Real-life or industry problem is everywhere it’s quite obvious we have to solve them to improve ourselves and for the team and group. Problem-solving is a skill, it needs different approaches in different conditions. For only one product or one type of service, for a manufacturing setup, new market entry, everything always faces some kind of problem in regular intervals. Even in every problem, there are some hidden problems too. Sometimes we didn’t face those problems and sometimes we do. So, in particular, any part of that kind of known or unknown problem arises then the hypothesis analysis problem-solving approach heavily relies on it.
Hypothesis:
The hypothesis analysis is breaking a particular problem into several parts and if the solution doesn’t come therefore again segment those parts into several subparts until we get the solution of that subparts. After that apply the bottom-up approach, this is the sort summary of the hypothesis analysis problem-solving approach.
Problem solving:
If we differentiate those problems then we could separate problems into two parts.
- Technical problems
- Non-technical problems
Technical problems are related to technology like UI/UX problems, database problems, coding errors, bug fixing, analytical mistakes, etc.
In non-technology is closely related to business and management-related like manpower problems, financial issues, governance structural problems, business model problems, recruitment problems, cost problems, revenue issues, sales problems, new market issues, leadership problems, etc.
Keynote: Sometimes some problems have both technical and non-technical problems. We, Framysis call it an inter-connected or co-related problem. In this case, obviously, the problem-solving approach is helpful.
Identification through the Hypothesis analysis problem-solving approach
The hypothesis is obviously a step-by-step process.
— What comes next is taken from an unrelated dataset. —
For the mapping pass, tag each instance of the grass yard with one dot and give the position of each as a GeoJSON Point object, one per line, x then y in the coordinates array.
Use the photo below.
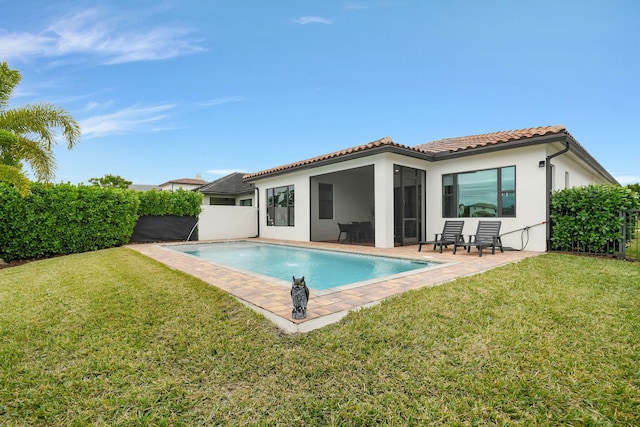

We gonna describe the few steps of this process
First step,
Firstly we have to listen to the problem carefully, sometimes read the problem carefully, then try to do a simple analysis.
Second step,
Then we have to understand which side-based problem is that. It’s an assumption. So, the assumption may not be right in the next sub-part but we can guess and assume that.
Third step,
Based on those assumptions and parts we have to make sub-part only when that part is unsolved or can’t predict the solution.
Fourth step,
Analyze each and every sub-part with proper equation and accurate calculation. After the calculation, it shows that the sub-part has no problem then okay go for others. Then gradually go to the upside of the branches and calculate again.